Para ela, ao contrário de doenças infectocontagiosas, que sugerem a falência do sistema em seu nível básico, com dificuldade de fazer o rastreamento de casos e de ampliar a cobertura vacinal, o aumento do número de casos de câncer também pode sua explicação na melhoria do acesso á saúde:

— O métodos de diagnóstico estão mais sofisticados, e isso tem facilitado a descoberta precoce dos tumores — destaca Merula. Para Tiago Cepas Lobo, pesquisador do Observatório de Oncologia e um dos autores do estudo, o próximo passo é realizar mais estudos para entender melhor as causas do câncer nessas localidades e traçar estratégias em conjunto.

— Os lugares onde o câncer é a primeira causa de morte concentram 69% dos hospitais de referência, então, claro, existe nessas localidades um melhor diagnóstico. Em outras regiões, as pessoas morrem de câncer sem sequer saber que estão com câncer. Mas precisamos entender mais a fundo o que faz com que os óbitos se concentrem nas regiões de mais assistência — afirma Lobo. — A saida de longo prazo, tenho certeza, é a prevenção. Parece clichê, mas é o mais certeiro.

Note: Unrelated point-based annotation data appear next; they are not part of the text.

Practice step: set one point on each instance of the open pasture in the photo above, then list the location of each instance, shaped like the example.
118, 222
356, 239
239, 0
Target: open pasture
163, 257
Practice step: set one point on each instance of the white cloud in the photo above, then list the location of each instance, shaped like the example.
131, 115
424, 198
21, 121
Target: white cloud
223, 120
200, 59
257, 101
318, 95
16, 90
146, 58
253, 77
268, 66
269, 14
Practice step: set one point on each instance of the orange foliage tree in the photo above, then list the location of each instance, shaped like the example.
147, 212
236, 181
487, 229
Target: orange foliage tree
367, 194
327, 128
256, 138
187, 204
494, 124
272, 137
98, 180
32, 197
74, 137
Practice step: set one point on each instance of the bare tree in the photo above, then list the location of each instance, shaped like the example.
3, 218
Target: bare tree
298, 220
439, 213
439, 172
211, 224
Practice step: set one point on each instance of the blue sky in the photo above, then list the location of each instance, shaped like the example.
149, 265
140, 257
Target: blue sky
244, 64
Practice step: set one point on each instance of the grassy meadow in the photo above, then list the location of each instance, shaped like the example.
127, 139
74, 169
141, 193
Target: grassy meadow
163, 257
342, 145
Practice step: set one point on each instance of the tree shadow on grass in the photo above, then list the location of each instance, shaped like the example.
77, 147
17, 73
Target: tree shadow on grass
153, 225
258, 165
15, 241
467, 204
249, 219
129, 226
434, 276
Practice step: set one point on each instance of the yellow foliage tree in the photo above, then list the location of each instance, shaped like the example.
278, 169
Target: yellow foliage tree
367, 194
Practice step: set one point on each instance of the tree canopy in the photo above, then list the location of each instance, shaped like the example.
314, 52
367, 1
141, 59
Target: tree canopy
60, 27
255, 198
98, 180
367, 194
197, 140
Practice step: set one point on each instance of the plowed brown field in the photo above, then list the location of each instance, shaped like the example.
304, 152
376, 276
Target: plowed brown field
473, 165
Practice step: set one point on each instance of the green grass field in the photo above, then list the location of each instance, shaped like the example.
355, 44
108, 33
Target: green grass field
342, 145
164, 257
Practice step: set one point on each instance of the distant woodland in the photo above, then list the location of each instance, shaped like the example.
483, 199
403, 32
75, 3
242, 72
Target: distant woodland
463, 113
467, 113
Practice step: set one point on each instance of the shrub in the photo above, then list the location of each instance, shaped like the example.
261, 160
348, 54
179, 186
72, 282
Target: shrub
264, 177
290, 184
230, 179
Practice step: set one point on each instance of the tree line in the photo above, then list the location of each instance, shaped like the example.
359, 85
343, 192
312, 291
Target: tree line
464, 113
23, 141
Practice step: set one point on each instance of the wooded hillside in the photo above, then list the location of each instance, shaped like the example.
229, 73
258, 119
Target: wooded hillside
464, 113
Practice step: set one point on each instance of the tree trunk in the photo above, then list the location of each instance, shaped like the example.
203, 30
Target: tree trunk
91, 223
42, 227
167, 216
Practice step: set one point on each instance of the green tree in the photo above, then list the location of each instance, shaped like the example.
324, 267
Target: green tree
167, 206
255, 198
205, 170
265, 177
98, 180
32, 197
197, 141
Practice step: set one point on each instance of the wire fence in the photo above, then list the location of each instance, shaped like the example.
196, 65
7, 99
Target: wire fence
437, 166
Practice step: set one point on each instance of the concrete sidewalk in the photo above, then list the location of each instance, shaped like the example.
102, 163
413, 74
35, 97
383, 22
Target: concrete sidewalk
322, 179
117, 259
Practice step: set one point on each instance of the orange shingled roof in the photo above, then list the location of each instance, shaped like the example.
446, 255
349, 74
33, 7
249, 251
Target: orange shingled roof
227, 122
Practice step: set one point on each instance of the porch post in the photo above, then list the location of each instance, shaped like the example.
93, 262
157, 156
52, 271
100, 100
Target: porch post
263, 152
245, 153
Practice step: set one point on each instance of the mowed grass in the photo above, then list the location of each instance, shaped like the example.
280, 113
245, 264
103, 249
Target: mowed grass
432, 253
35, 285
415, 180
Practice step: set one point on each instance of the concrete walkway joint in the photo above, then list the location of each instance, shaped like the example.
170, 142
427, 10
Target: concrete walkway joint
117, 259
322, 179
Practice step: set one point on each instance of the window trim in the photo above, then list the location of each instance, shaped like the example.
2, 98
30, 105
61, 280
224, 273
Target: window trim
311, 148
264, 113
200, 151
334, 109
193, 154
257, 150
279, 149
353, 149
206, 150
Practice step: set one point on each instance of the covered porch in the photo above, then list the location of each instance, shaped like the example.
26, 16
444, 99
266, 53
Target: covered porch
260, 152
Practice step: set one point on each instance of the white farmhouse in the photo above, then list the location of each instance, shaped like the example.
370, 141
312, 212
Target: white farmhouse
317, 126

AUMENTO DE 90% NAS MORTES DESDE 1998

Atualmente, as complicações no aparelho circulatório, especialmente o Acidente Vascular Cerebral (AVC) e o infarto agudo do miocárdio, ainda são responsáveis pela maior parte das mortes. Em geral, são doenças associadas a má alimentação, consumo excessivo de álcool, tabagismo e sedentarismo. Contudo, os registros que ficam sob a supervisão do Ministério da Saúde mostram que a incidência de tumores malignos com desdobramentos fatais tem avançado.

No ano de 2015 (último período com estatísticas disponíveis), foram registradas 209 mil mortes por câncer e 349 mil relacionadas a doenças cardiovasculares e do aparelho circulatório. No entanto, quando comparados com os dados de 1998, por exemplo, percebe-se que o crescimento das mortes por câncer foi quase três vezes mais rápido do que daquelas provocadas por infartos ou derrames.

O número de mortes por câncer aumentou 90% em 2015 com relação a 1998, quando 110.799 pessoas foram à óbito por conta da doença. Nos mesmos períodos, houve uma alta de 36% entre as vítimas de doenças cardiovasculares, que na época somavam 256.511 pessoas. No mundo, o câncer é responsável por 8,2 milhões de mortes por ano em todo o mundo, segundo a Organização Mundial da Saúde (OMS). Aproximadamente 14 milhões de novos casos são registrados anualmente e o organismo internacional calcula que essas notificações devam subir até 70% nas próximas duas décadas.